2020-06-08

The intention of this experiment is to train a decision tree on data physically distributed across separate nodes, with the result being capable of prediction. This is motivated by the need for the demonstration of practical use of eager distributed objects, themselves detailed in the Precursory and Supplementary reports.

Ideally, the decision tree represents the hard part of ensemble methods such as random forest or adaboost, and such methods could form the basis of later experiments.

The following brief description of decision trees follows [1] very closely. Decision trees operate on the principal of recursively splitting and subsetting initial explanatory data based on predicates operating on variables within the data, under some measure of goodness of each split; the resultant model corresponds to a tree, with predictions on new data performed through traversing based on the evaluation of the predicates within each node of the tree, and the terminal nodes corrresponding to some prediction.

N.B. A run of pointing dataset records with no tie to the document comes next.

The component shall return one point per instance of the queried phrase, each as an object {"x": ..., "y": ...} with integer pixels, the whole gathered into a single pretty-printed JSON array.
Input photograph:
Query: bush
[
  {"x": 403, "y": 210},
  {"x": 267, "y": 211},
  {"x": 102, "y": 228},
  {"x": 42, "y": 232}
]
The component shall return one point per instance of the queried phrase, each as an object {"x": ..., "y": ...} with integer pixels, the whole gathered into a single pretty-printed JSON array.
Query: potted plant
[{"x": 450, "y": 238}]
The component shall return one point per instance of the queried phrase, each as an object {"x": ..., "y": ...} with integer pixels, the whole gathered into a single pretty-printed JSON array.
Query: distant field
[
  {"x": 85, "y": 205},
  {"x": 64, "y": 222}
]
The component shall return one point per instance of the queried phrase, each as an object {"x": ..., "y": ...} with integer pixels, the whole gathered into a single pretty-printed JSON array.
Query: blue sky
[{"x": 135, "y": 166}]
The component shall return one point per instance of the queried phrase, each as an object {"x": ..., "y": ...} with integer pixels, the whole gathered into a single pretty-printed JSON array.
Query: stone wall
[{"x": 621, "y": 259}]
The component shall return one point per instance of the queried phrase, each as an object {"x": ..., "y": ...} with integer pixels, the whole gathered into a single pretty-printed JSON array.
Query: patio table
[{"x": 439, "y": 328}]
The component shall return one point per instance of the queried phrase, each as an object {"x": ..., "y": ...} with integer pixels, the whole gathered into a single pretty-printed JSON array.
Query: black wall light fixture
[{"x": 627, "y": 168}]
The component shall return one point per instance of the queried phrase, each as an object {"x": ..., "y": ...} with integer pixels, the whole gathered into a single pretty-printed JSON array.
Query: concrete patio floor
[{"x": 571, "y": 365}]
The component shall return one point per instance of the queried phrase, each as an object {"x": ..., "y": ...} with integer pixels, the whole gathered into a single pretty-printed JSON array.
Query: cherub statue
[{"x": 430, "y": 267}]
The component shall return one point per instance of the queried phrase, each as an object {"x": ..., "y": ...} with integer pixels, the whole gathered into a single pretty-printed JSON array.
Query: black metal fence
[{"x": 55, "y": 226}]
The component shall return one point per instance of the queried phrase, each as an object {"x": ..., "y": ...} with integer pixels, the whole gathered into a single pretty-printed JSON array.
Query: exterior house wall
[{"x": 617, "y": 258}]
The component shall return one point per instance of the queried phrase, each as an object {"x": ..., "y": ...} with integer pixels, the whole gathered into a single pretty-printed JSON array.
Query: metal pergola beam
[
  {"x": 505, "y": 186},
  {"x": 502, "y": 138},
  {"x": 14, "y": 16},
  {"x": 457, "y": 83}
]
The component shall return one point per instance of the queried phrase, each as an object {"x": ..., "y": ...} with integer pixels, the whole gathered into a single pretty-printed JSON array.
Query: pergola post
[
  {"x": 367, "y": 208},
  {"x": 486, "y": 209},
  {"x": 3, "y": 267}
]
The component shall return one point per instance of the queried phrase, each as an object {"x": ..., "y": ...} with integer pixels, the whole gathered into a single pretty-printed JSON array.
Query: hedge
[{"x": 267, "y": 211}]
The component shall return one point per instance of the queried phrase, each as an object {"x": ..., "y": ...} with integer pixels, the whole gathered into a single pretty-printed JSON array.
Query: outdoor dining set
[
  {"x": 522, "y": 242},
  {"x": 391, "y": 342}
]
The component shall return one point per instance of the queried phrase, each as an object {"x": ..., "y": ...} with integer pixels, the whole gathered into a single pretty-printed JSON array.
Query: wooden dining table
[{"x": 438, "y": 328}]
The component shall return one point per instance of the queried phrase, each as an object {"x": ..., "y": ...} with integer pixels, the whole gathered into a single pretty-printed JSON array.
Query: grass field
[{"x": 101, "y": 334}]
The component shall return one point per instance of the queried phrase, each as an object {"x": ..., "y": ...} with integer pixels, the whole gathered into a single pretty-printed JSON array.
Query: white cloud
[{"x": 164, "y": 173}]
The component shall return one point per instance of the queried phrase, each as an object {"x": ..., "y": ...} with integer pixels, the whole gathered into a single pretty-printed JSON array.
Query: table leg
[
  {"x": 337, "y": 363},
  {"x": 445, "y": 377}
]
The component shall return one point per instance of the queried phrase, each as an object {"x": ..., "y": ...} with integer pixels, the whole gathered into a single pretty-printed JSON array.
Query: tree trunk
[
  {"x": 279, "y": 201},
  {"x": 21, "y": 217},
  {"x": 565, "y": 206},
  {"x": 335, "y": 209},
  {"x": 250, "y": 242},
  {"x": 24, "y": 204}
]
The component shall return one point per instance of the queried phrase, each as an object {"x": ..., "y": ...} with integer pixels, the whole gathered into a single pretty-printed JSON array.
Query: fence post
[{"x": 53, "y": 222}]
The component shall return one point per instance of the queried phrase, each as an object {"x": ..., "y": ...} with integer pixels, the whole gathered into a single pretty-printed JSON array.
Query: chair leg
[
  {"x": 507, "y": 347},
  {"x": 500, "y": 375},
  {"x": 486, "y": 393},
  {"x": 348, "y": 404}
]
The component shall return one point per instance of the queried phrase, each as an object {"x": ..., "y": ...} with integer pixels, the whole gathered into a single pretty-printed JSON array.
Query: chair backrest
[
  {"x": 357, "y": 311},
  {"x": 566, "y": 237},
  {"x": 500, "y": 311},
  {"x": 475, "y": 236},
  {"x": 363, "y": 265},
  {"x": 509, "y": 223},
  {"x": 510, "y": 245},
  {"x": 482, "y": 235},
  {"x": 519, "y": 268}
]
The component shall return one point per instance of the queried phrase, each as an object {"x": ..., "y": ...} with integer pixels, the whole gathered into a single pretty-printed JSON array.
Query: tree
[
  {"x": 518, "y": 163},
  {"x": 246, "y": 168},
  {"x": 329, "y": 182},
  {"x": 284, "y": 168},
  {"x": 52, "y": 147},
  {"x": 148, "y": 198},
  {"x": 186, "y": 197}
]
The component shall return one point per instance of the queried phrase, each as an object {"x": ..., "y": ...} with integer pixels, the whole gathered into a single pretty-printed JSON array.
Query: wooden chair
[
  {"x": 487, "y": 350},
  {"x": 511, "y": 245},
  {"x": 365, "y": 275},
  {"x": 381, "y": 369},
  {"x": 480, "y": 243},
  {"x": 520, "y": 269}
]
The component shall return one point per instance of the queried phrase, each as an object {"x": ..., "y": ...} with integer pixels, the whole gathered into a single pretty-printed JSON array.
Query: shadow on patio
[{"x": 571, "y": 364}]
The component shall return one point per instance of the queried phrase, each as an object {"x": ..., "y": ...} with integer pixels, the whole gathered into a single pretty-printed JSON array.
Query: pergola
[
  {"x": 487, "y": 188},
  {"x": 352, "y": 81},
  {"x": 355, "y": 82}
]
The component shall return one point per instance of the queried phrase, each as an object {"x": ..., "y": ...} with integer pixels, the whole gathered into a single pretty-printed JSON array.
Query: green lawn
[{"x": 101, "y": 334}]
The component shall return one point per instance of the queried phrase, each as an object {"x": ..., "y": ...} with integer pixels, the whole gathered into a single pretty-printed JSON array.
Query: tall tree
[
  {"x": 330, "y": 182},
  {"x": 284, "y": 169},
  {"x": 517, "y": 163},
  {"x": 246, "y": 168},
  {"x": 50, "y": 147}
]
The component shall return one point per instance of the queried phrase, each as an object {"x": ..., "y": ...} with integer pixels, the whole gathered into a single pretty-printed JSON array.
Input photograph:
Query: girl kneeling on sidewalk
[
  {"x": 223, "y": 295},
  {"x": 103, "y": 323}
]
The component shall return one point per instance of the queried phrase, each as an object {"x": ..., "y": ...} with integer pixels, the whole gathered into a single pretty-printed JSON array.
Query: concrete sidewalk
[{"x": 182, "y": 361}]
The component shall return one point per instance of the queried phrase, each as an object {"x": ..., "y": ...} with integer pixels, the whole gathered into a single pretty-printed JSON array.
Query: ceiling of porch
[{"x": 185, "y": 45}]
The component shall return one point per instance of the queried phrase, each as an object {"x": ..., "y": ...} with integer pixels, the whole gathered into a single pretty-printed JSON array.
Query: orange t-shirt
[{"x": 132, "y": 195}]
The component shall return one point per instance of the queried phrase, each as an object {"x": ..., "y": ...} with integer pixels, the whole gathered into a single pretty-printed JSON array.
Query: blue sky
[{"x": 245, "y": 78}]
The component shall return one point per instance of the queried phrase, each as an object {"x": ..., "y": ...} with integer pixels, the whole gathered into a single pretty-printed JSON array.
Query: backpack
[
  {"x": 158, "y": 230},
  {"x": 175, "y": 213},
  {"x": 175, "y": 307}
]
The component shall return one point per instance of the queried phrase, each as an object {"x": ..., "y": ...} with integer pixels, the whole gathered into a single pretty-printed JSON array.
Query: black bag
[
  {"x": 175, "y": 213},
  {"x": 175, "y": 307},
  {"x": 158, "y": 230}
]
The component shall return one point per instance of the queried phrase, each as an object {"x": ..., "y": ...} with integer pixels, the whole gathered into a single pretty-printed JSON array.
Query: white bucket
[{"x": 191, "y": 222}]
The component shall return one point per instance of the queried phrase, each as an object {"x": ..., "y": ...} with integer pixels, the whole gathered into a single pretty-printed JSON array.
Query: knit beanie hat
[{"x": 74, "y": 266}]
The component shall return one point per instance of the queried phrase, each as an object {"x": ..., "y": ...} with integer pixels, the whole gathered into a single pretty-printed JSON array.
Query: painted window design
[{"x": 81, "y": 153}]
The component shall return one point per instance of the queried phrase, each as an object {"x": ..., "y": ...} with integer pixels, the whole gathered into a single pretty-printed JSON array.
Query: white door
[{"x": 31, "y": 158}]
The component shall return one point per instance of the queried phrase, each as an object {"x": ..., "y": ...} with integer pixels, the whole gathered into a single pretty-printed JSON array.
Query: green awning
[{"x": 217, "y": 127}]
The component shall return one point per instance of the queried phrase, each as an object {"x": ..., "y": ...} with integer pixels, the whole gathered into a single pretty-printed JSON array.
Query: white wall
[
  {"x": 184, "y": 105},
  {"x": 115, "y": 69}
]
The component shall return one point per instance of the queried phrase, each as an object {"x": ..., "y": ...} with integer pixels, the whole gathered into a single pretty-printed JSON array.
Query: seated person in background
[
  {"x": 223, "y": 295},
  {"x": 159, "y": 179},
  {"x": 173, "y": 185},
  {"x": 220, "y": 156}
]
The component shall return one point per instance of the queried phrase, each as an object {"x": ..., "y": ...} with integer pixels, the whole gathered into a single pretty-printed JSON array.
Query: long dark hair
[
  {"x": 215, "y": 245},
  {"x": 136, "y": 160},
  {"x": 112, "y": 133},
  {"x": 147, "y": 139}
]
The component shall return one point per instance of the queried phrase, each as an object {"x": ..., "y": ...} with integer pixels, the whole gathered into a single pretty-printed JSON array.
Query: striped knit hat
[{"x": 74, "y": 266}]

The predicates with which to split the data are referred to as questions, and operate through determining whether particular variables hold specific values, or within some other relation to a particular splitting value, such as being less than some number for numeric data. The tree is constructed through building the set of all possible questions, then running the data through the questions to generate the resulting splits. These splits are then analysed under some measure of goodness of split, then subset by that particular predicate, and the process again applied to the resulting subsets.

The goodness of each split is drawn from the measure of lack of impurity within the parent and two descendant nodes. Impurity itself is a measure of differentiation among the response variables corresponding to the subset explanatory variables; a perfectly pure dataset has a response variable of only one type of value, and a perfectly impure dataset has every value unique. In this way, goodness of the split is equivalent to the minimisation of impurity:

*δ**i*(*s*,*t*) = *i*(*t*) − *p*_{L}*i*(*t*_{L}) − *p*_{R}*i*(*t*_{R})

Where *i* is the measure of impurity on some node *t* and the conditional proportions of the data split into the left and right nodes *t*_{L}, *t*_{R}) are given by *p*_{L} and *p*_{R} respectively.

The metric used in this case is the gini impurity measure, on the basis of ease of computation and little variance in impurity measures as described by Breiman. Gini impurity is given as the probability of misclassification under arbitrary assignment for each possible class of response variable within the subset:

*i*(*t*) = ∑_{j ≠ i}*p*(*j**t̄*)*p*(*i**t̄*)

where the variables *i* and *j* stand for all possible classes belonging to a response. This is further simplified to:

*i*(*t*) = 1 − ∑_{j}*p*^{2}(*j**t̄*)

[1]

L. Breiman, *Classification and regression trees*. New York: Chapman & Hall, 1993.